RAGUSA – Si dichiara offesa e indignata Giulia Bisello, il sostituto procuratore di Ragusa, finita nell’occhio del ciclone per il caso Lubhaya. La colpa della Bisello sarebbe quella di aver rilasciato l’uomo, l’indiano quarantatreenne che avrebbe tentato di rapire una bambina a Scoglitti, nel ragusano, ma lei si difende dicendo che la legge sarebbe dalla sua parte.

Come riporta Il Corriere della Sera, attorno alla Bisello la procura ha fatto quadrato. Al primo incarico della sua carriera, il sostituto procuratore è spalleggiato dal suo capo, il procuratore Carmelo Petralia.

“Il reato per cui si può procedere è il tentato sequestro di persona, reato aggravato perché in danno di minore” spiega Petralia, magistrato che viene dall’antimafia e che aveva seguito il terribile caso del piccolo Loris. “Un reato che prevede una pena da 1 a 10 anni. Ma per chiedere una convalida del fermo eseguito dalla polizia la pena minima deve essere per legge di 2 anni. Qui siamo al di sotto della soglia minima. Ecco perché non abbiamo decretato il fermo. Non si può. E se lo chiedessimo il Gip lo rigetterebbe”.

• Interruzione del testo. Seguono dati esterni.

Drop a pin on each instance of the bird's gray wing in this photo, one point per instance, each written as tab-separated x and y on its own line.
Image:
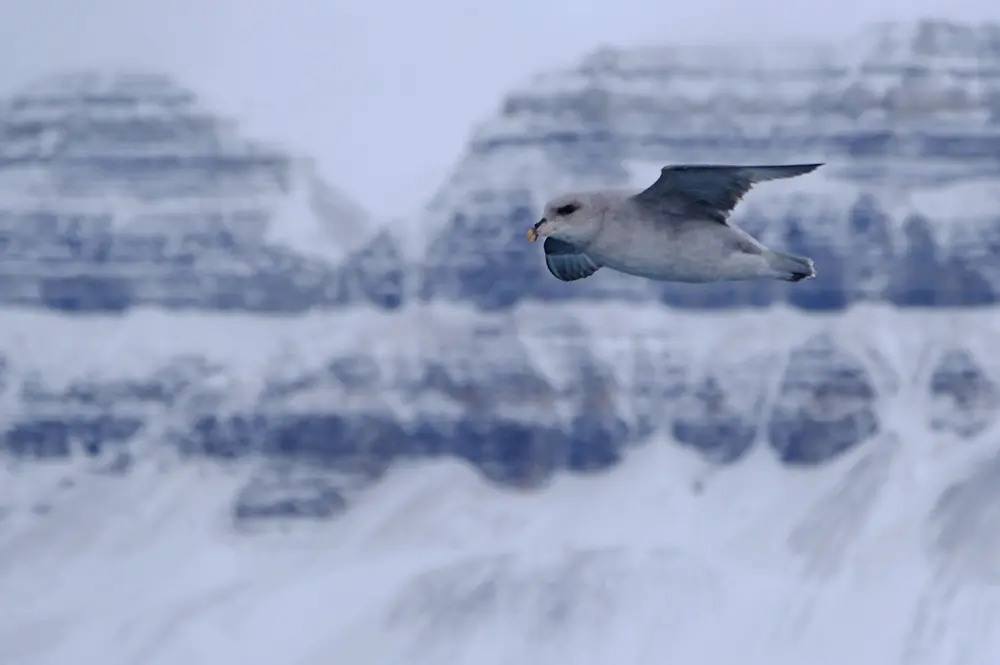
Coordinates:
711	190
566	262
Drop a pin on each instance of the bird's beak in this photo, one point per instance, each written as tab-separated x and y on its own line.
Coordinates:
533	231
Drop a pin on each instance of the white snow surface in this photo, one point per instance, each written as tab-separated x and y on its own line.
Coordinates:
888	555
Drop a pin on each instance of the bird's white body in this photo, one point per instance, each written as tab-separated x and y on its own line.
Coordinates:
688	251
675	230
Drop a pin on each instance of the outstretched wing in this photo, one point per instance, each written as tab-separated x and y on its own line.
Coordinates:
711	190
566	262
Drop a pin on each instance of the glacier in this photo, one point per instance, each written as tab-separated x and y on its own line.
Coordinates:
243	421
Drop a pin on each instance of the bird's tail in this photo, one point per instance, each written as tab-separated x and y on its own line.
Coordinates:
790	268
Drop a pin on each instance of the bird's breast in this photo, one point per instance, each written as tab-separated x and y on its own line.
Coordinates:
665	250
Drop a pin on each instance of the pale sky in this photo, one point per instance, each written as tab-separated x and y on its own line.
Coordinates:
383	93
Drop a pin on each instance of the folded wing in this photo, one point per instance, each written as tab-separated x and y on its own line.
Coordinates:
566	262
712	190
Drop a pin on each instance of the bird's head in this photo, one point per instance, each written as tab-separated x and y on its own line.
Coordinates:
574	218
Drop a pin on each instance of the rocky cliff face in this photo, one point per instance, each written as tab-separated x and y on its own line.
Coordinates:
907	118
323	409
121	190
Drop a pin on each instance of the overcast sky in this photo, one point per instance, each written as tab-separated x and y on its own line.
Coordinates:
383	92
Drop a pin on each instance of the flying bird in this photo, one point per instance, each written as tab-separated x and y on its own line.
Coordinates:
676	230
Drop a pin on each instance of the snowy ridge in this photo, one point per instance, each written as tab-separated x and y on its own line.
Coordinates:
121	189
904	115
521	396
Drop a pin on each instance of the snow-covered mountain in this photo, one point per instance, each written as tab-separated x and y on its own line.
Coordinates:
121	189
792	488
907	118
411	445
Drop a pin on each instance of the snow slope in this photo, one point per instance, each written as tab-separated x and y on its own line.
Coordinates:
886	556
877	549
121	189
482	477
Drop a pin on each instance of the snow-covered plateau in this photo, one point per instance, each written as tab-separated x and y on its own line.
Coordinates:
242	422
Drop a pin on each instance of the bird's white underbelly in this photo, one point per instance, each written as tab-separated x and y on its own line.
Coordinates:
697	254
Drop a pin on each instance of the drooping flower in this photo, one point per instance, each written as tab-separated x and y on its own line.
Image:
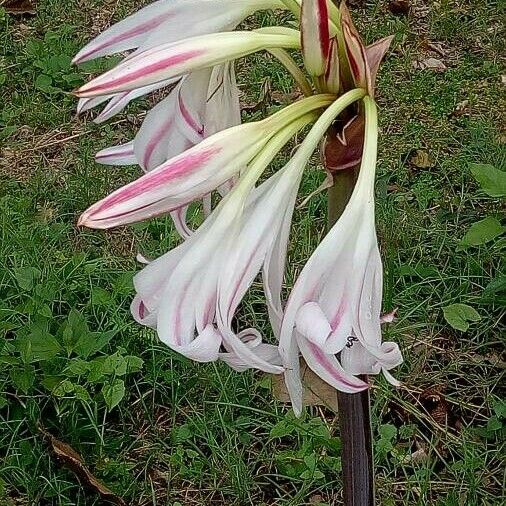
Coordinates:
191	144
334	307
192	293
195	172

Ascoltate tutte le parti, il quadro emerso non avrebbe permesso di chiedere la custodia cautelare. Aggiunge il sostituto procuratore che “Il fatto viene considerato dal codice di una gravità minima, anche se comprendiamo che tutto questo allarma i genitori, infastiditi, indignati… L’indiano si è limitato a tenere in mano la bimba per meno di un minuto, sotto gli occhi del padre che se l’è fatta subito restituire. Senza che l’indiano opponesse diniego, senza fuga…”.

Se il codice dà ragione alla Bisello, il popolo del web non sembra comunque dar pace al sostituo procuratore. “Non c’è stata nessuna solidarietà” ha detto la donna, riferendosi alla gogna mediatica a cui è stata esposta negli ultimi giorni.